Principled and Scalable Diversity-Aware Retrieval via Cardinality-Constrained Binary Quadratic Programming
A new algorithm frames retrieval as a binary optimization problem, dominating the relevance-diversity Pareto frontier.
Researchers Qiheng Lu and Nicholas D. Sidiropoulos have introduced a novel, principled approach to a critical bottleneck in modern AI: diversity-aware retrieval for Retrieval-Augmented Generation (RAG). Current methods for fetching diverse, relevant documents for AI models often lack theoretical grounding and become computationally expensive as the number of retrieved passages increases. The team's solution reframes the problem as a Cardinality-Constrained Binary Quadratic Programming (CCBQP) task, creating a mathematically rigorous framework where relevance and semantic diversity are balanced through a single, interpretable parameter.

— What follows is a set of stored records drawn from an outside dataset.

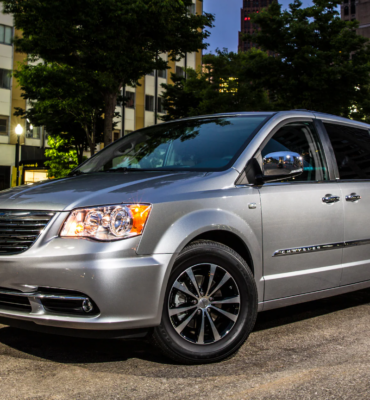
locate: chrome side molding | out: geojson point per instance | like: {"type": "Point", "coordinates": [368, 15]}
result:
{"type": "Point", "coordinates": [320, 247]}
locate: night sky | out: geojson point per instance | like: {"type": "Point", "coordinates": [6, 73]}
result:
{"type": "Point", "coordinates": [227, 23]}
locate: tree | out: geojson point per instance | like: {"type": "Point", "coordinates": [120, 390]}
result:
{"type": "Point", "coordinates": [320, 62]}
{"type": "Point", "coordinates": [118, 40]}
{"type": "Point", "coordinates": [221, 86]}
{"type": "Point", "coordinates": [62, 156]}
{"type": "Point", "coordinates": [63, 100]}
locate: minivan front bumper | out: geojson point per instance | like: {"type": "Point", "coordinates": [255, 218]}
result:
{"type": "Point", "coordinates": [127, 289]}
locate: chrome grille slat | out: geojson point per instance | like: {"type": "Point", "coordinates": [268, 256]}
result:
{"type": "Point", "coordinates": [20, 229]}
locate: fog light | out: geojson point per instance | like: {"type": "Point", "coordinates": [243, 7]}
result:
{"type": "Point", "coordinates": [87, 305]}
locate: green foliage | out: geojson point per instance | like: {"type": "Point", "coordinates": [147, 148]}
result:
{"type": "Point", "coordinates": [62, 158]}
{"type": "Point", "coordinates": [320, 62]}
{"type": "Point", "coordinates": [222, 86]}
{"type": "Point", "coordinates": [116, 41]}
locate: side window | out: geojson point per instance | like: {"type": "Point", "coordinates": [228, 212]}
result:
{"type": "Point", "coordinates": [297, 140]}
{"type": "Point", "coordinates": [352, 150]}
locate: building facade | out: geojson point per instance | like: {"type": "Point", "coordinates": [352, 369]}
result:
{"type": "Point", "coordinates": [359, 10]}
{"type": "Point", "coordinates": [250, 7]}
{"type": "Point", "coordinates": [141, 110]}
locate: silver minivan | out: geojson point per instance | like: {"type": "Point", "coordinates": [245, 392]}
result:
{"type": "Point", "coordinates": [184, 231]}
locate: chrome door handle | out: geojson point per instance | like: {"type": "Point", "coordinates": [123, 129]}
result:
{"type": "Point", "coordinates": [353, 197]}
{"type": "Point", "coordinates": [329, 198]}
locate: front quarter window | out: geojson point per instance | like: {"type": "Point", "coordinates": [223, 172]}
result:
{"type": "Point", "coordinates": [207, 144]}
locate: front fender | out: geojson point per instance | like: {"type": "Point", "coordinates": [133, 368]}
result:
{"type": "Point", "coordinates": [171, 238]}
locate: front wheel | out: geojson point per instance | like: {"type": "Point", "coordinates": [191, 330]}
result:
{"type": "Point", "coordinates": [210, 305]}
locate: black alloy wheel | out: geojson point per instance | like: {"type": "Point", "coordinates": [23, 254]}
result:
{"type": "Point", "coordinates": [210, 305]}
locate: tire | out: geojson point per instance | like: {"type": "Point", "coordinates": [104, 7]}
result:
{"type": "Point", "coordinates": [193, 340]}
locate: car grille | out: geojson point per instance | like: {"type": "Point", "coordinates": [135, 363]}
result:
{"type": "Point", "coordinates": [14, 302]}
{"type": "Point", "coordinates": [20, 229]}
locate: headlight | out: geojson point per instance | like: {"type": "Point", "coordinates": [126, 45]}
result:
{"type": "Point", "coordinates": [108, 222]}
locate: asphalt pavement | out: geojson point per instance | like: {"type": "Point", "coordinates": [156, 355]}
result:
{"type": "Point", "coordinates": [317, 350]}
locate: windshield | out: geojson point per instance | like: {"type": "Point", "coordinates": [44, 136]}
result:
{"type": "Point", "coordinates": [208, 144]}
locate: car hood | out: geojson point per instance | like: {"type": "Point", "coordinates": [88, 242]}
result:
{"type": "Point", "coordinates": [103, 189]}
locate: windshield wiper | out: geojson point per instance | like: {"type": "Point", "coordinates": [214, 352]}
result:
{"type": "Point", "coordinates": [123, 169]}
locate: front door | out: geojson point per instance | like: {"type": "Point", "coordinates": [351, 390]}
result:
{"type": "Point", "coordinates": [302, 218]}
{"type": "Point", "coordinates": [352, 151]}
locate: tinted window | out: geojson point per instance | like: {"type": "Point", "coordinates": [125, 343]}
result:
{"type": "Point", "coordinates": [299, 139]}
{"type": "Point", "coordinates": [208, 144]}
{"type": "Point", "coordinates": [352, 150]}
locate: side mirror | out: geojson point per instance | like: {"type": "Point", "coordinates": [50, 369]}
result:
{"type": "Point", "coordinates": [281, 165]}
{"type": "Point", "coordinates": [276, 167]}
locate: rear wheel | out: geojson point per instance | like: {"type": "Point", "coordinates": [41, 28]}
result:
{"type": "Point", "coordinates": [210, 305]}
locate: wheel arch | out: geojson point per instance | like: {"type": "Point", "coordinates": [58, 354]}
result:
{"type": "Point", "coordinates": [229, 239]}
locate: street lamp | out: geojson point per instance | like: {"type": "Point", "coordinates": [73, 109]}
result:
{"type": "Point", "coordinates": [18, 131]}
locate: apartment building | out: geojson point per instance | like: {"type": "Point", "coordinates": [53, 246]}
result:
{"type": "Point", "coordinates": [359, 10]}
{"type": "Point", "coordinates": [142, 109]}
{"type": "Point", "coordinates": [249, 8]}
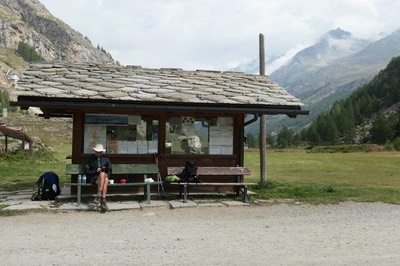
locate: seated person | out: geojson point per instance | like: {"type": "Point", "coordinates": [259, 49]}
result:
{"type": "Point", "coordinates": [98, 171]}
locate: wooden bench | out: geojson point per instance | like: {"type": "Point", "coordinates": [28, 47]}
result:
{"type": "Point", "coordinates": [144, 169]}
{"type": "Point", "coordinates": [239, 172]}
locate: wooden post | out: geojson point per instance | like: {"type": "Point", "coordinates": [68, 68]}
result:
{"type": "Point", "coordinates": [263, 122]}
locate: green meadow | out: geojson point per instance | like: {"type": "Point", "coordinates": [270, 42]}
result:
{"type": "Point", "coordinates": [316, 178]}
{"type": "Point", "coordinates": [328, 177]}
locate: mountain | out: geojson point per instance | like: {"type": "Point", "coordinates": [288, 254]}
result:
{"type": "Point", "coordinates": [330, 70]}
{"type": "Point", "coordinates": [369, 115]}
{"type": "Point", "coordinates": [29, 22]}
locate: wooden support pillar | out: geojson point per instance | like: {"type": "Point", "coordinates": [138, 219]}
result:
{"type": "Point", "coordinates": [263, 122]}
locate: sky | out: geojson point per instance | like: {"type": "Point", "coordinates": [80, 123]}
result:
{"type": "Point", "coordinates": [218, 34]}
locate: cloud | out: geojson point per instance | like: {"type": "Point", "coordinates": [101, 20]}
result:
{"type": "Point", "coordinates": [209, 34]}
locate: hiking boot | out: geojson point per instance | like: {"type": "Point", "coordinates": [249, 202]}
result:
{"type": "Point", "coordinates": [96, 200]}
{"type": "Point", "coordinates": [103, 205]}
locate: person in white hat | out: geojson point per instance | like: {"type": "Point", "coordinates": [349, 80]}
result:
{"type": "Point", "coordinates": [98, 171]}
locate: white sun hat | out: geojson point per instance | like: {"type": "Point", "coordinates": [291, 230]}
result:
{"type": "Point", "coordinates": [99, 148]}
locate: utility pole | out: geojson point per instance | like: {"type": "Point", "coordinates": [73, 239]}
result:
{"type": "Point", "coordinates": [263, 122]}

Inspired by advances in combinatorial optimization, the researchers developed a non-convex tight continuous relaxation and a corresponding Frank-Wolfe algorithm, complete with landscape analysis and formal convergence guarantees. This isn't just a theoretical exercise; extensive experiments demonstrate the method's practical superiority. It consistently dominates existing baseline techniques across the relevance-diversity Pareto frontier—the optimal trade-off curve between these two competing goals. Crucially, it achieves this while also delivering significant computational speedups, solving both the quality and scalability issues that have plagued previous diversity-aware retrieval attempts. This work provides a foundational tool for building RAG systems that generate more comprehensive, nuanced, and less redundant responses by accessing a broader information base.
- Formulates diversity-aware retrieval as a Cardinality-Constrained Binary Quadratic Programming (CCBQP) problem with an interpretable trade-off parameter.
- Uses a Frank-Wolfe algorithm with proven convergence guarantees, ensuring reliable and scalable optimization.
- Dominates baseline methods on the relevance-diversity Pareto frontier in experiments while achieving significant computational speedups.
Why It Matters
This provides a scalable, mathematically sound foundation for RAG systems, leading to AI answers that are more comprehensive and less repetitive.